Current Supreme Court Justice Ruth Bader Ginsburg called the ruling “heavy-handed judicial intervention” that “provoked, not resolved, conflict.”
Kermit Roosevelt of the University of Pennsylvania Law School opined: “It is time to admit in public that, as an example of the practice of constitutional opinion writing, Roeis a serious disappointment. You will be hard-pressed to find a constitutional law professor, even among those who support the idea of constitutional protection for the right to choose, who will embrace the opinion itself rather than the result.”
Yet supposed constitutional law expert Obama embraces the opinion wholeheartedly and even celebrates it. The President, avers Carney, “either shows a strikingly poor understanding of constitutional law (especially for a Harvard Law grad), or he buys into the dishonesty that pervades the opinion and its defenses.”
Obama has the nerve to conclude his statement thus: “And as we remember this historic anniversary, we must also continue our efforts to ensure that our daughters have the same rights, freedoms, and opportunities as our sons to fulfill their dreams.” In other words, the only way “our daughters” can “fulfill their dreams” is to have the freedom to wipe out any inconvenient babies that come along.
Obama is probably referring to the fact that men have frequently had the luxury of being promiscuous without having to worry about the consequences of their behavior, while women, until the advent of contraception and government-guaranteed and -funded abortion, could very well find themselves saddled with unwanted children as a result of their own moral laxity.

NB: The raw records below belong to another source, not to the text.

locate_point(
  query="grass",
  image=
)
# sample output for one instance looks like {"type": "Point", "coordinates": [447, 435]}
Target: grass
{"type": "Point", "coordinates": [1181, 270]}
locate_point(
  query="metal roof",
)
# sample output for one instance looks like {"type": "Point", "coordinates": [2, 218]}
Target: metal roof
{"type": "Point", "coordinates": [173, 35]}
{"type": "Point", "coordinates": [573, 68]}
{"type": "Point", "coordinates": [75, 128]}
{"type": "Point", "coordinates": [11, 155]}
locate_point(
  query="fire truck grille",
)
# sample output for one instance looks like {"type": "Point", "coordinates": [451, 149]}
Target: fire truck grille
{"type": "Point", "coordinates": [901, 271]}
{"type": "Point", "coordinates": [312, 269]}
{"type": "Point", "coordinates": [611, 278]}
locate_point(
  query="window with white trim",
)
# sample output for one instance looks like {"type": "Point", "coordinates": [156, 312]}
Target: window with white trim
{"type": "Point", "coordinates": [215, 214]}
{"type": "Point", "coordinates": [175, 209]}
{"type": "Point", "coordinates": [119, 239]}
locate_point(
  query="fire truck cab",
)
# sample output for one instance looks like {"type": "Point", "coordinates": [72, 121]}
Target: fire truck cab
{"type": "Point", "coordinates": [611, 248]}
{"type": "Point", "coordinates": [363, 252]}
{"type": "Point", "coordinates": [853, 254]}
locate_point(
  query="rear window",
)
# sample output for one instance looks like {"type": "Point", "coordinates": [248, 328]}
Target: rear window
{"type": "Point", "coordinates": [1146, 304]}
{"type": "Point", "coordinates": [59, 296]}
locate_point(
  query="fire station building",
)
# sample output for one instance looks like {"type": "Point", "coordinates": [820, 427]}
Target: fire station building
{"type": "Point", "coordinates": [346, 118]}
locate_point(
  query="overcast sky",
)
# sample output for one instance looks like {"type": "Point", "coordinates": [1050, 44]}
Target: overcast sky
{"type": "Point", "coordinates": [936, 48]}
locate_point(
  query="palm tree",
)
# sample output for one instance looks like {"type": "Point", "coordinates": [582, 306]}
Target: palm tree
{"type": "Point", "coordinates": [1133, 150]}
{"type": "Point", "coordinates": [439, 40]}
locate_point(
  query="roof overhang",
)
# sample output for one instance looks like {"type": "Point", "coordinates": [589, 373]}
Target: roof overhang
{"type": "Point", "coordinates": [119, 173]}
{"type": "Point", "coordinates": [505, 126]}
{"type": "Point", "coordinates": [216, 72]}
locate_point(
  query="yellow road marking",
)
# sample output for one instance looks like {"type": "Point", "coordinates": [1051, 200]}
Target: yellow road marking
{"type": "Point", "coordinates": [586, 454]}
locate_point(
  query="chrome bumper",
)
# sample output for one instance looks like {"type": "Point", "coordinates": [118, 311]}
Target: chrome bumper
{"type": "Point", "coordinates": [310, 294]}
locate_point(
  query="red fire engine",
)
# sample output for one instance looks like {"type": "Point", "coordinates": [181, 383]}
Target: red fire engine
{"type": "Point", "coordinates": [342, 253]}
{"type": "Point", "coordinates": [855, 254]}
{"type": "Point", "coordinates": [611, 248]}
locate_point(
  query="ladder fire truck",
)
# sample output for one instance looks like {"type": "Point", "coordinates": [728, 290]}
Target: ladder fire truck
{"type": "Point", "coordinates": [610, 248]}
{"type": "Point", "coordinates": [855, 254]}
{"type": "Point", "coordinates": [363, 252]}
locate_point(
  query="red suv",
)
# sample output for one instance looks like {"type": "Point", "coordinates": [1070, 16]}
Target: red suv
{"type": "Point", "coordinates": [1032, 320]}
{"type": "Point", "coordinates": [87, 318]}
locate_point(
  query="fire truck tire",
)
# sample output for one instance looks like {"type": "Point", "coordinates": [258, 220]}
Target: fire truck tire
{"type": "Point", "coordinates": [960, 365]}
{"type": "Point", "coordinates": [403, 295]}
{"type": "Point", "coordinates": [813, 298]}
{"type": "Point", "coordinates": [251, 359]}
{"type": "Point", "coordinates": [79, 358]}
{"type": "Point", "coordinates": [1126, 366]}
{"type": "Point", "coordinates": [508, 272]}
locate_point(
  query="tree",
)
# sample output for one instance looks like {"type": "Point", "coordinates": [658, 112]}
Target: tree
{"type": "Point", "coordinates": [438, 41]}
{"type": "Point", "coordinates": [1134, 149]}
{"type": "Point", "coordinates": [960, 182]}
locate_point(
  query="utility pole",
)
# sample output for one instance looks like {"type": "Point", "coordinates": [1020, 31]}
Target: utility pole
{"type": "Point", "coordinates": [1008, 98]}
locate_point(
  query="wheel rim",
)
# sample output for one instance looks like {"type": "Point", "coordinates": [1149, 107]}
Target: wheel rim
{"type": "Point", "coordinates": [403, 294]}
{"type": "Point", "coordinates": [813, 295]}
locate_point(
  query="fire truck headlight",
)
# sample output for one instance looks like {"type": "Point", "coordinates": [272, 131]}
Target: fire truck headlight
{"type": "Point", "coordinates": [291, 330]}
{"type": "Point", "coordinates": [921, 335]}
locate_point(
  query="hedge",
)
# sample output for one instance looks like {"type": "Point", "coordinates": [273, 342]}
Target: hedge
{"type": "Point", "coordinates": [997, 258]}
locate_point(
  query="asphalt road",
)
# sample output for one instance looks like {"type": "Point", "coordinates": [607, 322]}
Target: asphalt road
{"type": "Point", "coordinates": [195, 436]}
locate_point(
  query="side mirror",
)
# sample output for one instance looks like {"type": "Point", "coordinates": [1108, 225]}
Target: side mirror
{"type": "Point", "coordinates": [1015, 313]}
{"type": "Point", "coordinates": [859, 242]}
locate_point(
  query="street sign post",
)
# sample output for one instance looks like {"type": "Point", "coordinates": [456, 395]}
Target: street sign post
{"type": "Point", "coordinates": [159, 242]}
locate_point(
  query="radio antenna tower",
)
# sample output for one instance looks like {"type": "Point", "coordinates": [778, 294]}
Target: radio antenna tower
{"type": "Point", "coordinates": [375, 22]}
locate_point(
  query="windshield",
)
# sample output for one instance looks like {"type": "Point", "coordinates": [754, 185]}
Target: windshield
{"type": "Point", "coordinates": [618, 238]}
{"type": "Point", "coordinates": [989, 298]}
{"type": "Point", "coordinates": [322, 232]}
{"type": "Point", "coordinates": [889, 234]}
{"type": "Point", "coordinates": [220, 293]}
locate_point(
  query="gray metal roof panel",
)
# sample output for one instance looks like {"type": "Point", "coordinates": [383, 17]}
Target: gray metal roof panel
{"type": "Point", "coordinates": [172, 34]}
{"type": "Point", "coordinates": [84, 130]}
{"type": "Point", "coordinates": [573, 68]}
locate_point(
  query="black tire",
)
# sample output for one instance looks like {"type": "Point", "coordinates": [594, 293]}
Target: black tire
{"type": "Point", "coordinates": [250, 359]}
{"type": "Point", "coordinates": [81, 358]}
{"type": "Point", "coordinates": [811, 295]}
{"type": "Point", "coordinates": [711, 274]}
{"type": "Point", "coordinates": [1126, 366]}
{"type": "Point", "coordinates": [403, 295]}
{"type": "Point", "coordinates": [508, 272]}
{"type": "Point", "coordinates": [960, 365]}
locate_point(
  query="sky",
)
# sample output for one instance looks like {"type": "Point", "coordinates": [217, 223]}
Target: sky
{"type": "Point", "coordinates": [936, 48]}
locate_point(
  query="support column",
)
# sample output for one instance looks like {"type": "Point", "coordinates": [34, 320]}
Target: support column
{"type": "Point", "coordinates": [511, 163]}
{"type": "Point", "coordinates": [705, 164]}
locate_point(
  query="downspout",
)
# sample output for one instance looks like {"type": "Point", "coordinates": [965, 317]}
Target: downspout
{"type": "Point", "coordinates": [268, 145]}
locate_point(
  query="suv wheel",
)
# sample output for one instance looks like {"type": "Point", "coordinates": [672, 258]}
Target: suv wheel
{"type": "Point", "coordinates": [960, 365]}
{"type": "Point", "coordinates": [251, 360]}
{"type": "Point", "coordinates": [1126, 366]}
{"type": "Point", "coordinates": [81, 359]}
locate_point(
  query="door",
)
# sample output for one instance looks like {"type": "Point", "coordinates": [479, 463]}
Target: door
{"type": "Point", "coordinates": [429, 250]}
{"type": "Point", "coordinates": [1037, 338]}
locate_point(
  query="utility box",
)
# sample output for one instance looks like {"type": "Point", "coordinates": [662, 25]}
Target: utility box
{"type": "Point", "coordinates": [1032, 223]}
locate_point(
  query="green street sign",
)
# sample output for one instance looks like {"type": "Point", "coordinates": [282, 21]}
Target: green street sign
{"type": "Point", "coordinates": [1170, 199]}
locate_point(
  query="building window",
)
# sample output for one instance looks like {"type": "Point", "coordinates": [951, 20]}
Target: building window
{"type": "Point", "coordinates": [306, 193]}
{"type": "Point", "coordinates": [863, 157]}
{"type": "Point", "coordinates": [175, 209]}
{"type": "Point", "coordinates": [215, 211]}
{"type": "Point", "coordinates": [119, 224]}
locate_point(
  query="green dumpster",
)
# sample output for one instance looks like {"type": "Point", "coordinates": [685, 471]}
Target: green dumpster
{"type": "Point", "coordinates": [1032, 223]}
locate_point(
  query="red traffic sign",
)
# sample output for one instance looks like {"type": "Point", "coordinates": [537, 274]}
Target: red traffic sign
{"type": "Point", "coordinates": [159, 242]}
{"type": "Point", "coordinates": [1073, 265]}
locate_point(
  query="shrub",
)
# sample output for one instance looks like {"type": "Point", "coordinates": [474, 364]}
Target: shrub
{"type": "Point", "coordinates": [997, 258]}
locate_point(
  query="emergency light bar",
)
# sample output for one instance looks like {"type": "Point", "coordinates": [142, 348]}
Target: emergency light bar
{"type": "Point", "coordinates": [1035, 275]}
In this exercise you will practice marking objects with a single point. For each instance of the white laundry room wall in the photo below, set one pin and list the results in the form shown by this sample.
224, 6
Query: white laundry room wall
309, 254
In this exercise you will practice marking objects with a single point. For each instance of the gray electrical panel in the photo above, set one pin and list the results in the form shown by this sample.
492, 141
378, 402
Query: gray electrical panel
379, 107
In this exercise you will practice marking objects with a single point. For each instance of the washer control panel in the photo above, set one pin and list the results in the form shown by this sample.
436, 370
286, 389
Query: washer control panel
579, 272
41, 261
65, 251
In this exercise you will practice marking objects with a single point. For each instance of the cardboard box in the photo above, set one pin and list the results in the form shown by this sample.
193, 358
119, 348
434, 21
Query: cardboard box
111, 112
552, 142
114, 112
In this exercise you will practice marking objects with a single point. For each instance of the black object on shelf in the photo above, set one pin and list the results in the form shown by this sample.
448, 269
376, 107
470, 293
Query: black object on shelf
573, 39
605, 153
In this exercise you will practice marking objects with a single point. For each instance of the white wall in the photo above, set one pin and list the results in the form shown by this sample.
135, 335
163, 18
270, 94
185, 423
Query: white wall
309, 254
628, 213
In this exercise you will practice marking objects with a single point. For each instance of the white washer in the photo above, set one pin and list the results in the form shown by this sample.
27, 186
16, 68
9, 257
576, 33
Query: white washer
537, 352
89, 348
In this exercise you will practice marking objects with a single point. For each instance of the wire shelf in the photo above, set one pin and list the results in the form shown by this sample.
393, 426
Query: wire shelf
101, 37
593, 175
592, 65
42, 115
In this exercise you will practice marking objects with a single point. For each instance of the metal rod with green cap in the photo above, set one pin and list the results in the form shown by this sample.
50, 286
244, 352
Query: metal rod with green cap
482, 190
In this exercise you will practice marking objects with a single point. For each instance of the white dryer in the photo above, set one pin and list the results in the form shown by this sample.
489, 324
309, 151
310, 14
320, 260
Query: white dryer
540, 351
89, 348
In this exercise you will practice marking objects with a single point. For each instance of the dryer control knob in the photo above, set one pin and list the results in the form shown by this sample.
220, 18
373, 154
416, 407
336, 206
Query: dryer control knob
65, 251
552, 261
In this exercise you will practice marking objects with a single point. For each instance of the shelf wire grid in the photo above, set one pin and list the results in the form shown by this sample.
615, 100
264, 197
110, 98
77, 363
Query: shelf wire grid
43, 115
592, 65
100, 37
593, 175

Of course, even men have never been entirely free to do as they please: Sexually transmitted diseases, scandals, and shotgun weddings have, from time to time, shattered the dreams of would-be Casanovas. Responsibility — confining one’s mating to one’s marriage bed — has always provided the greatest guarantee of the stability needed to achieve one’s dreams.
What Obama and many other supporters of abortion-on-demand seek is a world in which irresponsibility has no consequences. Women, in their view, should be free to sleep around as much as men and then bump off any resultant babies so that the erstwhile mothers can get on with their lives. Only mean-spirited fanatics, in their opinion, would expect 21st-century Americans to behave with even a modicum of responsibility. Freedom, to the Left, means doing as one desires (as long as it’s not “intolerant”) without having to pay the piper — which explains why, for example, more than 50 percent of Americans get a significant portion of their income from the government rather than from their own efforts.
For all the rotten decisions that have come down from the Supreme Court, Roe v. Wade surely ranks as one of the worst. It mocked the Constitution and has cost us almost a sixth of our population, including, according to Dr. Alveda King, “roughly one quarter of the black population.” “Abortion,” King said, “has done what the Klan only dreamed of.” In light of that, Obama might want to reconsider his support for Roe and its culture of death.